Une supériorité présumée que Monégasques et Parisiens ont bien l´intention de contester jusqu´au bout.
L´effectif : avantage Lyon. Lyon possède le groupe le plus étoffé, mais aussi une infirmerie bien pleine ( Caçapa, Carrière, Govou, Réveillère...). Malgré ces absences, Paul Le Guen conserve de nombreuses possibilités et un banc plus intéressant que ses deux rivaux. Avec le retour de Nonda, Didier Deschamps est désormais très bien pourvu en attaque mais ses milieux de terrain Bernardi et Zikos semblent à bout de souffle. Du côté parisien, aucun blessé n´est à déplorer. Néanmoins, Vahid Halilhodzic fait fort justement remarquer que la qualité de son effectif est inférieure à celle de Lyon ou de Monaco.

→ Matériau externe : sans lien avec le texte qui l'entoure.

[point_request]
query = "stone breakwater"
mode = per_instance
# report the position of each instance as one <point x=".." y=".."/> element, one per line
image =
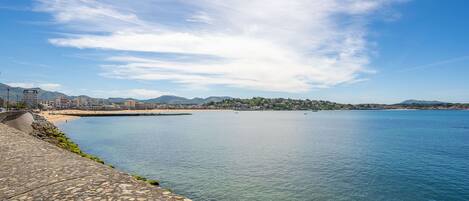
<point x="32" y="167"/>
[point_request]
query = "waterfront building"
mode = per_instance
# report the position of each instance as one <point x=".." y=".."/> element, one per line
<point x="30" y="98"/>
<point x="130" y="104"/>
<point x="62" y="102"/>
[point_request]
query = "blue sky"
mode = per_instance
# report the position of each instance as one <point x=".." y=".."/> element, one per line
<point x="351" y="51"/>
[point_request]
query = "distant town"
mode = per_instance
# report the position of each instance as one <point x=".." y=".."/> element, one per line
<point x="16" y="98"/>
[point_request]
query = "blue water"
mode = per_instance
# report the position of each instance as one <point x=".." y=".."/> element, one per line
<point x="326" y="155"/>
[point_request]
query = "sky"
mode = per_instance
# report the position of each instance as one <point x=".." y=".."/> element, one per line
<point x="348" y="51"/>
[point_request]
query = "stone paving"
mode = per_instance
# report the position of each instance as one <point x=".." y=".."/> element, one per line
<point x="31" y="169"/>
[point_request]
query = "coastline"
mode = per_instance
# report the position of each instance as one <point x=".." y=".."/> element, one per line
<point x="61" y="116"/>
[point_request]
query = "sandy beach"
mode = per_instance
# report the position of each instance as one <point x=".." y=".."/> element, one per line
<point x="61" y="116"/>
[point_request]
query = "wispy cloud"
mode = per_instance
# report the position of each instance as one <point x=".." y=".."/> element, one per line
<point x="436" y="63"/>
<point x="126" y="93"/>
<point x="286" y="46"/>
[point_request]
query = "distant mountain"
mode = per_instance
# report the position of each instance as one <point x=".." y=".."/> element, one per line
<point x="422" y="102"/>
<point x="17" y="92"/>
<point x="167" y="99"/>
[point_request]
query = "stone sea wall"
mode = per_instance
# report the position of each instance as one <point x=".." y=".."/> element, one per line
<point x="45" y="164"/>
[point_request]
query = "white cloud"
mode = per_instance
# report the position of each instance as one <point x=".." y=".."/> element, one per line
<point x="282" y="45"/>
<point x="127" y="93"/>
<point x="45" y="86"/>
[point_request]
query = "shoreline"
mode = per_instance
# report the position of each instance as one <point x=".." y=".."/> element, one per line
<point x="61" y="116"/>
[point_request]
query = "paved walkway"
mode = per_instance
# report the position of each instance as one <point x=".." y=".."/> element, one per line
<point x="31" y="169"/>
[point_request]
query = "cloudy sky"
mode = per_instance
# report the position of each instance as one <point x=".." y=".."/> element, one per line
<point x="353" y="51"/>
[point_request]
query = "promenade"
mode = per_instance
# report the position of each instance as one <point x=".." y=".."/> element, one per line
<point x="31" y="169"/>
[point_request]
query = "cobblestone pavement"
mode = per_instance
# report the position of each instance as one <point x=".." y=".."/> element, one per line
<point x="31" y="169"/>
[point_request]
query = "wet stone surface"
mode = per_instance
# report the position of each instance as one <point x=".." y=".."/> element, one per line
<point x="31" y="169"/>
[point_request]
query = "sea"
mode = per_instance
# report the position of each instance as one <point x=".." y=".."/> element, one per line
<point x="289" y="155"/>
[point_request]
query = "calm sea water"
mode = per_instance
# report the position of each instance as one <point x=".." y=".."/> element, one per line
<point x="327" y="155"/>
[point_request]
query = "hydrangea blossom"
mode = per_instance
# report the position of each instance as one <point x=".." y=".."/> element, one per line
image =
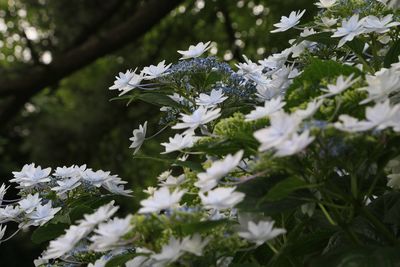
<point x="288" y="22"/>
<point x="161" y="199"/>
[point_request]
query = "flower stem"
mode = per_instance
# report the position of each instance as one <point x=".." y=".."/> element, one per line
<point x="327" y="215"/>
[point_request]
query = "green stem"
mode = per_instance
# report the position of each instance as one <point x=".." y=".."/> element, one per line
<point x="327" y="215"/>
<point x="379" y="225"/>
<point x="352" y="235"/>
<point x="272" y="248"/>
<point x="354" y="186"/>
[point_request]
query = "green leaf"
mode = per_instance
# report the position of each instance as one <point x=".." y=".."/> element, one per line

Le jeu : avantage Monaco. Tous les techniciens s´accordent à dire que l´AS Monaco propose le meilleur volume de jeu de L 1. L´éclatante démonstration face au Real Madrid en atteste. Monaco joue bien, peut battre n´importe qui et offre un niveau de performance beaucoup plus constant que Paris ou Lyon. Ce dernier s´en remet trop souvent à ses individualités pour faire la différence. Ce n´est pas un gage de réussite. Paris propose une tactique plus attentiste, mais terriblement efficace.
Le mental : avantage Paris. La victoire du PSG à Nice ( 2-1), acquise à dix contre onze au terme d´un incroyable retournement de situation dans les dix dernières minutes de jeu, prouve une nouvelle fois la force de caractère du groupe. Les Parisiens ne s´avouent jamais vaincus et s´imposent comme une équipe extrêmement difficile à battre. Son objectif restant une qualification en Ligue des champions, Paris a moins de pression que Lyon, presque condamné à conserver son titre pour sauver sa saison et maintenir son standing. Pour Monaco, en tête du championnat pendant vingt-cinq journées, il ne sera pas aisé de gérer la pression créée par le retour de deux concurrents très longtemps tenus à distance.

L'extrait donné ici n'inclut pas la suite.